Il a toutefois souhaité encadrer cette négociation via un document d’orientation, dans lequel il détaille les points qu’il souhaite que les partenaires sociaux abordent ; au-delà de ces points, il souhaite conserver sa liberté.  En optant pour la négociation, le gouvernement reconnaît le rôle du paritarisme dans la formation professionnelle, ce qui représente une évolution importante : souvenez-vous qu’Emmanuel Macron souhaitait au départ une désintermédiation totale, avec suppression des Opca, le salarié achetant directement la formation qui lui convient…

 

Quels sont les principaux thèmes de cette négociation ?

Le premier enjeu est celui du salarié acteur de son parcours, que l’on retrouve dans le document d’orientation. Le Droit individuel à la formation (Dif) était déjà conçu dans cet esprit, le Compte personnel de formation (CPF) étant le dernier développement de ce mouvement. L’idée est que le salarié dispose d’un droit à la formation qui lui est propre, distinct de sa relation à l’employeur. Le gouvernement souhaite aller plus loin, avec notamment la fusion du CPF et du Congé individuel de formation (Cif).

Viennent ensuite les problèmes de financement, assez classiques. On retrouve ici deux fils rouges de toutes les réformes sur la formation : former les personnes sans qualification et favoriser l’accès à la formation des salariés des PME. Tout le monde est d’accord sur le principe, mais comment financer ? Sur le premier sujet, le gouvernement  propose un effort en direction des demandeurs d’emploi, financé par une contribution de 0,3% de la masse salariale. Seront-ils pris sur les 1% de la formation professionnelle, ou s’y ajouteront-ils ? Dans les deux cas, il faudra s’attendre à des oppositions parmi les partenaires sociaux.

Sur le second sujet, celui des PME, le débat risque d’opposer le Medef à la CPME et l’U2P : c’est la question de la mutualisation des fonds au profit des petites entreprises.

Troisième enjeu : la définition de l’action de formation. Le gouvernement veut simplifier cette définition. Il propose notamment la suppression de la période de professionnalisation, dispositif très utilisé en entreprise.

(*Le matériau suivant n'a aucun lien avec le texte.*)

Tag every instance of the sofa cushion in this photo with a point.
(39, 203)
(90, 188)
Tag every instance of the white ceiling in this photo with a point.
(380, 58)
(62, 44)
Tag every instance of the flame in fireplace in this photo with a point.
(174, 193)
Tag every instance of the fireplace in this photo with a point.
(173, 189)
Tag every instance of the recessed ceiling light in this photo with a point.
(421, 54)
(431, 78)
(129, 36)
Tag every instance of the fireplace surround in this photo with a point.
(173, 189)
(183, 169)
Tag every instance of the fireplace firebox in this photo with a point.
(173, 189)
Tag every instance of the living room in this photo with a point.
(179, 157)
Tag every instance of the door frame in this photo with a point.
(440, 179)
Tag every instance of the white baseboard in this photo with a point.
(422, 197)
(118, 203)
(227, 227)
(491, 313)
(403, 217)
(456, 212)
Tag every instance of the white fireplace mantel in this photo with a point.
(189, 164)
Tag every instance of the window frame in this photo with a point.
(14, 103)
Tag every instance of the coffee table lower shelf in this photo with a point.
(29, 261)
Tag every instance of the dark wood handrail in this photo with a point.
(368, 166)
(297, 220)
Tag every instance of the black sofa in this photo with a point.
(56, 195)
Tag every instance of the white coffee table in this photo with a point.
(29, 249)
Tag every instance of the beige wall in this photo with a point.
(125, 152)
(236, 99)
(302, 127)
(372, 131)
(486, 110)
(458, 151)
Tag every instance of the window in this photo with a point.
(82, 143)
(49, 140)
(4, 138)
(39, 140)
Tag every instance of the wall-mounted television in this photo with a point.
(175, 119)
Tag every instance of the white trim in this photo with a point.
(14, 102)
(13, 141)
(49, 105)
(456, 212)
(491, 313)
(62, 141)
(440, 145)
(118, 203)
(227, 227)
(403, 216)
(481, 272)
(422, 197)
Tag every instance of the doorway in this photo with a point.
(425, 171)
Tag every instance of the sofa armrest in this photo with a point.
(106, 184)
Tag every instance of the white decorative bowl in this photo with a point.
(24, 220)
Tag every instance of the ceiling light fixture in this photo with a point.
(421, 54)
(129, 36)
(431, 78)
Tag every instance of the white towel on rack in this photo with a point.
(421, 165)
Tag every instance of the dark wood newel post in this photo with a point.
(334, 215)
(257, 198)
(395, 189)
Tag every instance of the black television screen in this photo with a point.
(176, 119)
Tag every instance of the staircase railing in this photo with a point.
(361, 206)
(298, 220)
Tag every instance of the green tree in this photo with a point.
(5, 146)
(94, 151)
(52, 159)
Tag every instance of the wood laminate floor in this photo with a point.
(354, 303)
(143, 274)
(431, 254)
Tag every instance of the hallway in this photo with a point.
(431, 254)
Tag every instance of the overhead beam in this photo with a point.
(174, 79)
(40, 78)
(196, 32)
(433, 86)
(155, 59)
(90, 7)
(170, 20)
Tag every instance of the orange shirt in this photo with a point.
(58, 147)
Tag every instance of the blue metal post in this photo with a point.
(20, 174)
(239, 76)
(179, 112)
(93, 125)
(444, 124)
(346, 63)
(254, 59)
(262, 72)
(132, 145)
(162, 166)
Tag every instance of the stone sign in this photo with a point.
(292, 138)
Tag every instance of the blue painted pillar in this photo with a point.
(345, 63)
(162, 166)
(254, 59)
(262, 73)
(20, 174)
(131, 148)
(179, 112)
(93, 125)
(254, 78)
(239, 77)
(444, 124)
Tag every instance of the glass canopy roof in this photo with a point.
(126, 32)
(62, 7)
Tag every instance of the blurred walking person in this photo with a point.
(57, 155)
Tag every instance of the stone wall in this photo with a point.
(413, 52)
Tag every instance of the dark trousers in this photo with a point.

Autre grand thème : l’alternance. Il existe deux types de contrat d’alternance, le contrat de professionnalisation et l’apprentissage. Le gouvernement ne parle pas strictement de fusionner les deux dispositifs, mais d’unifier les circuits de financement.

Un dernier chantier est celui de la certification de la qualité de la formation. Le gouvernement propose de passer par le Cofrac, le Comité français d’accréditation. Celui-ci est déjà impliqué dans la formation, par le biais par exemple du Caces (certificat d’aptitude à la conduite en sécurité) : le Cofrac accrédite des organismes qui à leur tour délivrent des habilitations aux organismes de formation préparant au Caces. Il s’agit cependant d’une simple proposition, que les partenaires sociaux ne reprendront pas nécessairement.

 

Quels sont les points qui risquent de poser problème ?

Au-delà du financement du dispositif, la place des Opca (organismes paritaires collecteurs agréés) va forcément susciter des débats. Les partenaires sociaux souhaitent conserver le système des Opca, en mettant en avant leur rôle d’ingénierie de la formation, d’accompagnement et de conseil. Mais les Opca sont très critiqués sur leur véritable capacité à remplir ces missions. Or le rôle de collecteur peut très bien être assuré par une autre instance, comme les Urssaf…

L’issue de la négociation dépendra également de la façon dont se déroulent les autres réformes, l’assurance chômage et la retraite. Le gouvernement ne peut pas se mettre à dos les syndicats et les représentants patronaux. S’il y a un accord national interprofessionnel sur la formation, il pourra difficilement s’en affranchir, au risque de fâcher durablement les partenaires sociaux dont il a besoin pour les prochaines réformes.